Sr. DevSecOps(Active Secret Clearance) - Hybrid

Overview

Hybrid
Depends on Experience
Contract - W2
Contract - Independent

Skills

DevOps
DevSecOps
Docker
FedRAMP
GitHub
Kubernetes
Linux
Terraform
SAST
RDS
Python
Ansible
Bash
DAST
SonarQube
infrastructure security
configuration management
threat modeling
Business Consulting

Job Details

Security Engineer - DevSecOps

Herndon VA

Secret Clearance.

Position Overview:

Navitas Business Consulting is seeking a Sr. DevSecOps professional to support one of our Flagship contracts with over 6+ years of experience and a strong background in implementing Kubernetes environments, plus experience with DevOps methods and practices.

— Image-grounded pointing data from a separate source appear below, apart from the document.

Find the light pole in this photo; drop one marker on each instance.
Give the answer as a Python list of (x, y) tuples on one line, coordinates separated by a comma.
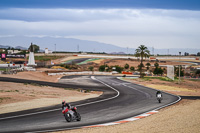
[(179, 68), (55, 49)]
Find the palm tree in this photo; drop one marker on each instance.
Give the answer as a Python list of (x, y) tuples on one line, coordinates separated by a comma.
[(148, 65), (142, 52)]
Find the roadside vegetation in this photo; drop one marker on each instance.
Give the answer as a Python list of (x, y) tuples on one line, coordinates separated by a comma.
[(47, 57)]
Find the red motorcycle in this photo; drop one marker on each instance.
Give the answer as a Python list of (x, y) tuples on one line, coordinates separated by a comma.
[(71, 114)]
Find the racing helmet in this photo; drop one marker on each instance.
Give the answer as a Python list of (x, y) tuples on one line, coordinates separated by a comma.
[(63, 102)]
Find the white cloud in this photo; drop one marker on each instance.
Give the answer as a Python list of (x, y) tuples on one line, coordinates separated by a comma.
[(122, 27)]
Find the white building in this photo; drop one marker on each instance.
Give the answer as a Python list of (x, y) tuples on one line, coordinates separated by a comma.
[(13, 51), (47, 51)]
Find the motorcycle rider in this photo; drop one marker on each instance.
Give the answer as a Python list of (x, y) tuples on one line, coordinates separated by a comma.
[(158, 92), (64, 104)]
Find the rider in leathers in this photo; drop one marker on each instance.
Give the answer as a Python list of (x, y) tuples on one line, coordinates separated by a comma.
[(64, 104)]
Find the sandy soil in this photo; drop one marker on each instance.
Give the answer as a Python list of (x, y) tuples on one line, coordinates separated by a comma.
[(121, 62), (186, 88), (18, 96), (37, 75)]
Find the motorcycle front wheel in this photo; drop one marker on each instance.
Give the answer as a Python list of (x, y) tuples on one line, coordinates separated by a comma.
[(68, 117), (78, 117)]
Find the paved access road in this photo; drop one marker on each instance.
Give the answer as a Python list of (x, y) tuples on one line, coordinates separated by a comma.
[(120, 100)]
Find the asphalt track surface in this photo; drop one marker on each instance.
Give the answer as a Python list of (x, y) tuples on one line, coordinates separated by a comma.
[(120, 100)]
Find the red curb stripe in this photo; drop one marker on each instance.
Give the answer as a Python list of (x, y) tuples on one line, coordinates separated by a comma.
[(122, 122), (140, 117), (94, 126), (152, 113)]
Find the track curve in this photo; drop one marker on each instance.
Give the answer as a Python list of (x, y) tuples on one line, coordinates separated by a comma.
[(120, 100)]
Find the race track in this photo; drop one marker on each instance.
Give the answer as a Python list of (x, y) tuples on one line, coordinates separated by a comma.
[(120, 100)]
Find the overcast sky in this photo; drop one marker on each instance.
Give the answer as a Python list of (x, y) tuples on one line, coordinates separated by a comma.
[(125, 23)]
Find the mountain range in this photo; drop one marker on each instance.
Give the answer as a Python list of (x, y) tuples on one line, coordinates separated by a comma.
[(76, 45)]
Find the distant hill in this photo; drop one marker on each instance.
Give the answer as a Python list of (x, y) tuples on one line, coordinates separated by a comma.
[(76, 45), (62, 44)]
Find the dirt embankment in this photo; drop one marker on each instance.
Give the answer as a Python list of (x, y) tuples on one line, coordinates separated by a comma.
[(18, 96), (185, 88), (182, 117)]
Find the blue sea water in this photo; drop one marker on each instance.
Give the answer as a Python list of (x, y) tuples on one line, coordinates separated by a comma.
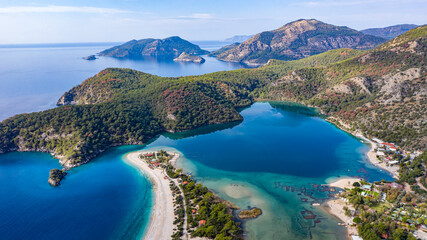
[(272, 160), (34, 76), (105, 199)]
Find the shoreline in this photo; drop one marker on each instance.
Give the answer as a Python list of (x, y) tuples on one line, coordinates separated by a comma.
[(371, 154), (334, 207), (162, 215), (372, 157)]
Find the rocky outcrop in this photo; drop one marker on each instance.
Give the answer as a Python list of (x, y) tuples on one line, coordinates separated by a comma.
[(185, 57), (90, 58), (168, 47), (220, 51), (55, 176), (251, 213), (389, 32), (296, 40), (238, 38)]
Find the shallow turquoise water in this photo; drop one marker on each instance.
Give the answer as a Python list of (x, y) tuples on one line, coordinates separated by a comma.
[(105, 199), (275, 159)]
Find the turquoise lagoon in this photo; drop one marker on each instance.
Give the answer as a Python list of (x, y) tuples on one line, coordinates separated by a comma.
[(276, 159)]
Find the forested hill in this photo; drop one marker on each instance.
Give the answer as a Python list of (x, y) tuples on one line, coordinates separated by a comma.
[(296, 40), (381, 91), (169, 47)]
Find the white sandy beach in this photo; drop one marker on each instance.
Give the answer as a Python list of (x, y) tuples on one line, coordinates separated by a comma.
[(344, 183), (335, 208), (161, 220)]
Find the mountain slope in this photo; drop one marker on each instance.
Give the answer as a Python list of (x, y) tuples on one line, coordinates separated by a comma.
[(168, 47), (238, 38), (382, 92), (297, 40), (389, 32)]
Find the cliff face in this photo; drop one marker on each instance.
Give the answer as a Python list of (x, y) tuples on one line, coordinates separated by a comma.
[(168, 47), (382, 92), (389, 32), (298, 40)]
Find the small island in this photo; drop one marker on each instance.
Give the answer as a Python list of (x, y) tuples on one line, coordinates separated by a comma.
[(250, 213), (185, 57), (90, 58), (55, 176)]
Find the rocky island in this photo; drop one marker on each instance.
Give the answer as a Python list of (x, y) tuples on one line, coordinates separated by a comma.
[(373, 91), (90, 58), (55, 176), (251, 213), (169, 47), (185, 57)]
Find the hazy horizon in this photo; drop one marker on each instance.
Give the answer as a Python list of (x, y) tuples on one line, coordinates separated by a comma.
[(78, 21)]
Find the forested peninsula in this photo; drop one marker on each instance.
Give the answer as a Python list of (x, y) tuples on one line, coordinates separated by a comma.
[(381, 91)]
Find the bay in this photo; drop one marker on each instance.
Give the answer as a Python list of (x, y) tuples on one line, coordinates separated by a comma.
[(274, 159)]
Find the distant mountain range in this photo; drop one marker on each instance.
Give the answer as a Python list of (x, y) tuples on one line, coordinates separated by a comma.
[(238, 38), (381, 92), (223, 49), (168, 47), (389, 32), (296, 40)]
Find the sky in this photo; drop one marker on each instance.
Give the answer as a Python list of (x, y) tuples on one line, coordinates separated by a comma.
[(66, 21)]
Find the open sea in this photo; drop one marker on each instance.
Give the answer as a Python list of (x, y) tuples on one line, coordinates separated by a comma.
[(276, 159)]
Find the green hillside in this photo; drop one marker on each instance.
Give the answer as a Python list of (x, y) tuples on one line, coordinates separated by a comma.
[(382, 92)]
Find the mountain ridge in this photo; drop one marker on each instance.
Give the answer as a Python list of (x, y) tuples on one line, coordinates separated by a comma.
[(296, 40), (389, 32), (167, 47), (379, 91)]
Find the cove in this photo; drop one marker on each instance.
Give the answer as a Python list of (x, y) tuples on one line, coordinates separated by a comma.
[(276, 159), (104, 199)]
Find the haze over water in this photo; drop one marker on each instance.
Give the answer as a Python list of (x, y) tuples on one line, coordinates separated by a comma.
[(271, 160), (33, 77)]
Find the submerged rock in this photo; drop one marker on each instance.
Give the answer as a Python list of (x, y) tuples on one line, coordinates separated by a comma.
[(55, 176), (185, 57), (251, 213), (91, 57)]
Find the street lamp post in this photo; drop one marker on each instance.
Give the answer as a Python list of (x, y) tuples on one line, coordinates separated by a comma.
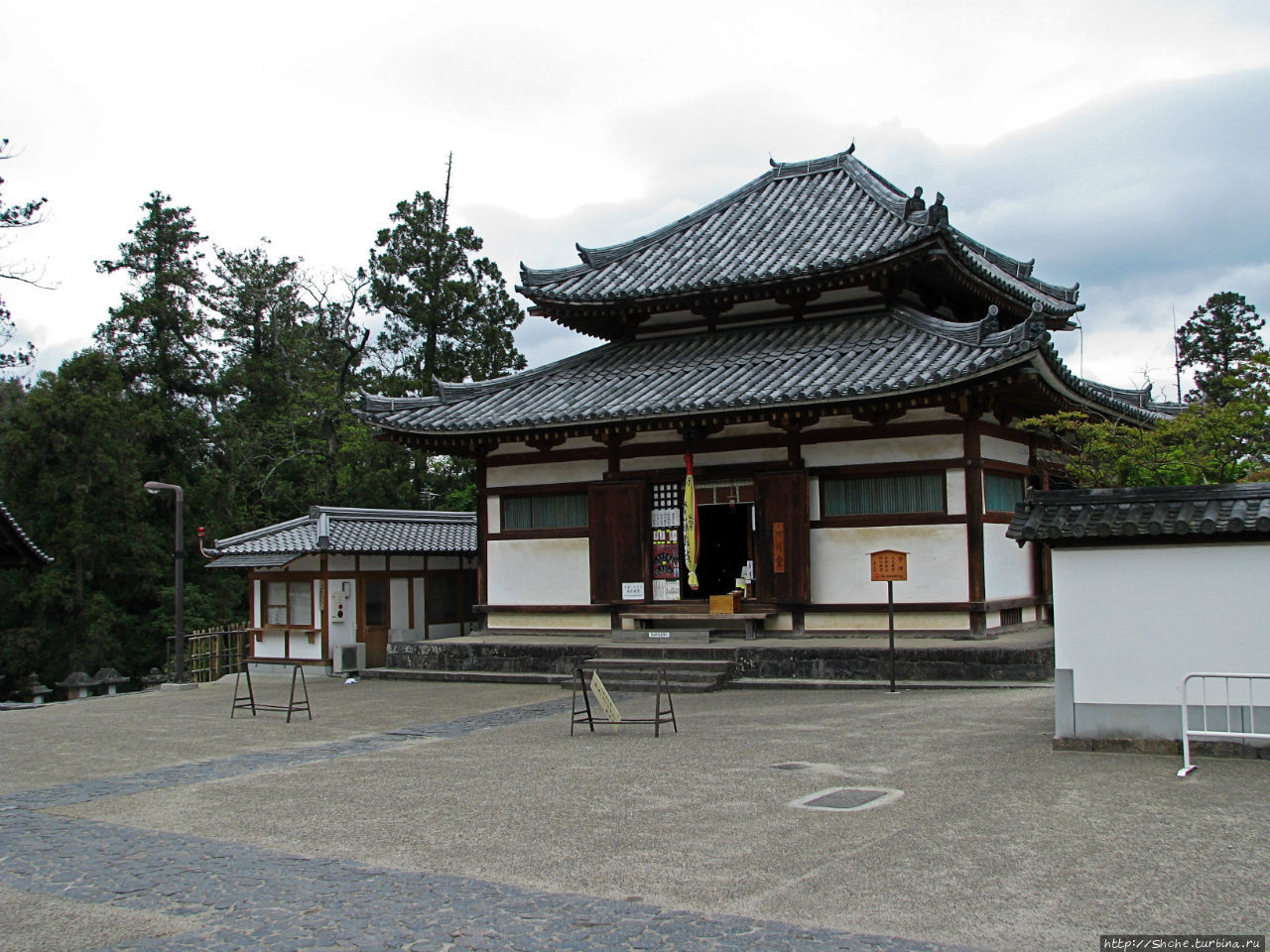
[(178, 556)]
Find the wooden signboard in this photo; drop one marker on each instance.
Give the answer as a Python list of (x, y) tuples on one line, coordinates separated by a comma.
[(889, 565)]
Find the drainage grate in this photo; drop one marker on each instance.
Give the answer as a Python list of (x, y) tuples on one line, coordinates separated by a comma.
[(847, 798)]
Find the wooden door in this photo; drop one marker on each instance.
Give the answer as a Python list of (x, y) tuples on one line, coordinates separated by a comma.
[(619, 543), (373, 625), (784, 571)]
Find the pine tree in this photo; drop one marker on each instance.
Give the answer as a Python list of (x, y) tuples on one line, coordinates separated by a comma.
[(1219, 340)]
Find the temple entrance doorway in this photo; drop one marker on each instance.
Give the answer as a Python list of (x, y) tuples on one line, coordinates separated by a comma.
[(726, 534)]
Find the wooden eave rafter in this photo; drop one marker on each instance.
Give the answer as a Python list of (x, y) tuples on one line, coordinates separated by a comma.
[(611, 320), (698, 428)]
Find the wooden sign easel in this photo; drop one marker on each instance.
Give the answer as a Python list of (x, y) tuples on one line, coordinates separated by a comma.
[(661, 715)]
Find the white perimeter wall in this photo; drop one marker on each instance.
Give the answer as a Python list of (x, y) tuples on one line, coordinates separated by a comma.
[(1132, 621)]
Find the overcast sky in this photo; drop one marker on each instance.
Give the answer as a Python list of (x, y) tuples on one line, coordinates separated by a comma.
[(1123, 145)]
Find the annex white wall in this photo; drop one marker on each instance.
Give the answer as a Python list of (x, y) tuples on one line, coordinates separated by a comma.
[(937, 562), (341, 631), (1132, 621), (541, 571)]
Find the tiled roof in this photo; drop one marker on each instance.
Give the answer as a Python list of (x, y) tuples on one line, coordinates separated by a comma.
[(1078, 517), (16, 546), (352, 531), (797, 220), (806, 363)]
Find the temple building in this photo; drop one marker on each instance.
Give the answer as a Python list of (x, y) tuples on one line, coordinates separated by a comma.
[(841, 371)]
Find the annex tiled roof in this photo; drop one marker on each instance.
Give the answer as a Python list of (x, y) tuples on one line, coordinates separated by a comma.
[(806, 363), (16, 546), (1080, 517), (797, 220), (350, 532)]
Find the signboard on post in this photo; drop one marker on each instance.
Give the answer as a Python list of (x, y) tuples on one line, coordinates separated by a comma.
[(889, 565)]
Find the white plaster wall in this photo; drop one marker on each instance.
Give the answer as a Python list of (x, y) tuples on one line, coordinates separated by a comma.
[(879, 621), (1132, 621), (341, 633), (547, 474), (399, 604), (937, 562), (541, 571), (272, 644), (548, 622), (303, 651), (421, 607), (1007, 571), (1005, 449), (892, 449)]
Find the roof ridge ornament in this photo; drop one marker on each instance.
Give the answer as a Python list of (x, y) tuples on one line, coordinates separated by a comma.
[(938, 214), (916, 203)]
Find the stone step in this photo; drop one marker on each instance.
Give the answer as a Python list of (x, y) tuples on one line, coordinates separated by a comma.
[(672, 665), (486, 676), (659, 654)]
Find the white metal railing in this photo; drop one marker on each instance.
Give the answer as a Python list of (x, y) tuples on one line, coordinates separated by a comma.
[(1234, 710)]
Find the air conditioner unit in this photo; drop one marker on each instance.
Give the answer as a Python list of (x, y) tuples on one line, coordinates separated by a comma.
[(348, 657)]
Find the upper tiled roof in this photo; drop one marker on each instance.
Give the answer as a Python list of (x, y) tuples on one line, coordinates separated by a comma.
[(352, 532), (797, 220), (804, 363), (16, 546), (1078, 517)]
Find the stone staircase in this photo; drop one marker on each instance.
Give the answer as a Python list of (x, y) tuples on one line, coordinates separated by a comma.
[(634, 667)]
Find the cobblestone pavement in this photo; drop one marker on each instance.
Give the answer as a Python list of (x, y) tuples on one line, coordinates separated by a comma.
[(238, 896)]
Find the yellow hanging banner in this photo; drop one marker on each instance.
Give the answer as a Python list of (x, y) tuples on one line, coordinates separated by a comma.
[(690, 526)]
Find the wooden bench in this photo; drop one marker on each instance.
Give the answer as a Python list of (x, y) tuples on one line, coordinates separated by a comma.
[(752, 621)]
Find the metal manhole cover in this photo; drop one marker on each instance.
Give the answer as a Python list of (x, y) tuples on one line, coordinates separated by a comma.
[(847, 798)]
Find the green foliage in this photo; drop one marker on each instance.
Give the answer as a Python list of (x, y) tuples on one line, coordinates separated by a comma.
[(445, 316), (159, 334), (1219, 339), (14, 216), (1206, 442), (235, 379)]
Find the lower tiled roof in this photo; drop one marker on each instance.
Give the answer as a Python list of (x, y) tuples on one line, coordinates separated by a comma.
[(347, 531), (16, 546), (804, 363), (1160, 512)]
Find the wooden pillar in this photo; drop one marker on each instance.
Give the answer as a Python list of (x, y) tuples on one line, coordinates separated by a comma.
[(973, 451), (481, 529)]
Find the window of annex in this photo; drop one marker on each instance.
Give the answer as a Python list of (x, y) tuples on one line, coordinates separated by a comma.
[(289, 604)]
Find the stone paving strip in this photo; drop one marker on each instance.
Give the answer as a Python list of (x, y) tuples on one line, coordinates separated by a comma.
[(238, 896)]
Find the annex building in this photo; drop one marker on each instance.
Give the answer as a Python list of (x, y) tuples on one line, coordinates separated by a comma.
[(841, 370)]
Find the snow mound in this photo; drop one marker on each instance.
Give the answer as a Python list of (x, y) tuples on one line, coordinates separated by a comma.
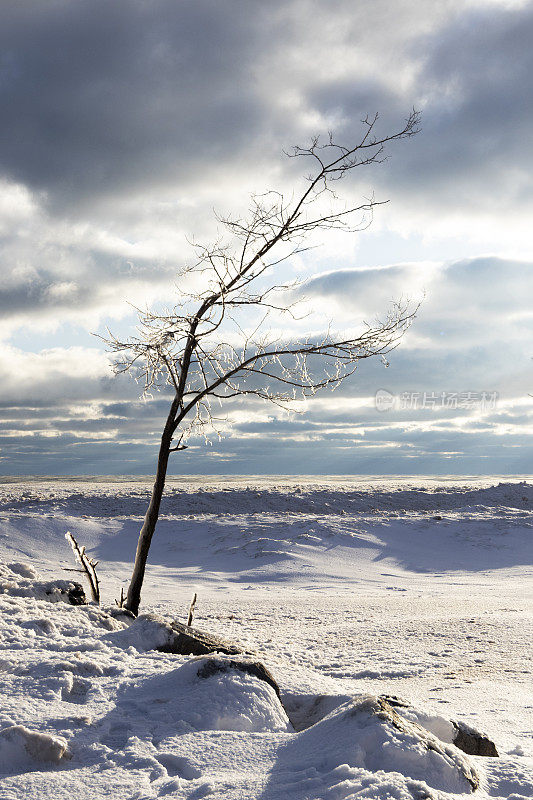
[(368, 734), (20, 580), (192, 697), (20, 748)]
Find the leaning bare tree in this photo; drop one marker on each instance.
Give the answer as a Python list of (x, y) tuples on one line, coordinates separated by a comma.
[(208, 349)]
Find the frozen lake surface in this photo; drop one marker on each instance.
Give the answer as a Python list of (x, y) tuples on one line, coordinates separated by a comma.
[(415, 587)]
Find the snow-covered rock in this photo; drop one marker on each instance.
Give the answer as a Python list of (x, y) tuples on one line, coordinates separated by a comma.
[(367, 733), (19, 747)]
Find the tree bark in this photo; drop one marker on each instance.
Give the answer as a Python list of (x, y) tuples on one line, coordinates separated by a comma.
[(133, 598)]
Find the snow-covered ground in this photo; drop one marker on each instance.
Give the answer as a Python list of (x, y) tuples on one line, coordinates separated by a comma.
[(419, 588)]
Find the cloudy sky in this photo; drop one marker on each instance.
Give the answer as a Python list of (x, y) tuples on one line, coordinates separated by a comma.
[(126, 123)]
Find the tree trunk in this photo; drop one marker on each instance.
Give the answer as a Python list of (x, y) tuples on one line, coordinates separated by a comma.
[(133, 598)]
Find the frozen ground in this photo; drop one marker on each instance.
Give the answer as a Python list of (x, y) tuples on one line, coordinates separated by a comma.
[(417, 588)]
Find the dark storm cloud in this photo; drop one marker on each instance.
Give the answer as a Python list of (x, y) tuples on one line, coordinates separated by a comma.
[(473, 82), (102, 96), (76, 279)]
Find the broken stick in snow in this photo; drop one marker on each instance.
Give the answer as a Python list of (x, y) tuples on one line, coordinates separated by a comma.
[(89, 566), (191, 611)]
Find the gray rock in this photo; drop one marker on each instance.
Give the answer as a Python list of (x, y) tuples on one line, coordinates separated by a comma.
[(472, 742), (212, 665), (186, 641)]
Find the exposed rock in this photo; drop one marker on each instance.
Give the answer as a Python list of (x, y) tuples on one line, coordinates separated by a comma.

This role would be a hybrid role in our Herndon VA Offices.

On-site requirements are three days a week with occasional travel to Washington DC for required meetings.

Responsibilities:

  • Performing infrastructure security reviews, threat modeling, and risk analysis for systems built on AWS and deployed via infrastructure-as-code tools like AWS CloudFormation
  • Implementing and managing security controls within AWS including IAM, VPCs, security groups, WAF, encryption, audit logging, etc.
  • Performing static and dynamic analysis on source code using tools like Anchor/Grype, SonarQube, and Syft to catch security issues early
  • Integrating security tools like secrets management, SAST, DAST, and dependency scanning into CI/CD pipelines in GitHub Enterprise and AWS CodePipeline
  • Building and configuring hardened Linux server images using tools like Packer that follow security best practices
  • Implementing security monitoring and runtime protection for containers and services running on AWS ECS
  • Helping define security requirements and compliance controls for regulated workloads built on AWS services like RDS Aurora
  • Creating and managing infrastructure security policies as code via tools like Open Policy Agent
  • Triaging and resolving security issues, working with developers and ops teams to implement fixes and improvements
  • Keeping up-to-date with the latest cloud security best practices and threats

Preferred Experience:

  • 5+ years experience in an information, cloud, or infrastructure security role
  • Deep knowledge of AWS security services and features
  • Experience with infrastructure-as-code and configuration management tools like Ansible, Terraform, or CloudFormation
  • Proficiency in Linux administration and security best practices
  • Knowledge of container and orchestrator security (Docker, Kubernetes, ECS)
  • Experience with DevSecOps processes and toolchains like GitHub, Jenkins, CodePipeline, etc.
  • Strong scripting/coding ability (Bash, Python, Go, etc.)
  • Knowledge of compliance frameworks like PCI, HIPAA, FedRAMP, etc.

Navitas Business Consulting Inc., is an Equal Opportunity Employer with a commitment to diversity. All qualified applicants will receive consideration for employment without regard to race, color, religion, gender, national origin, sexual orientation, disability status, protected veteran status, or any other characteristic protected by law.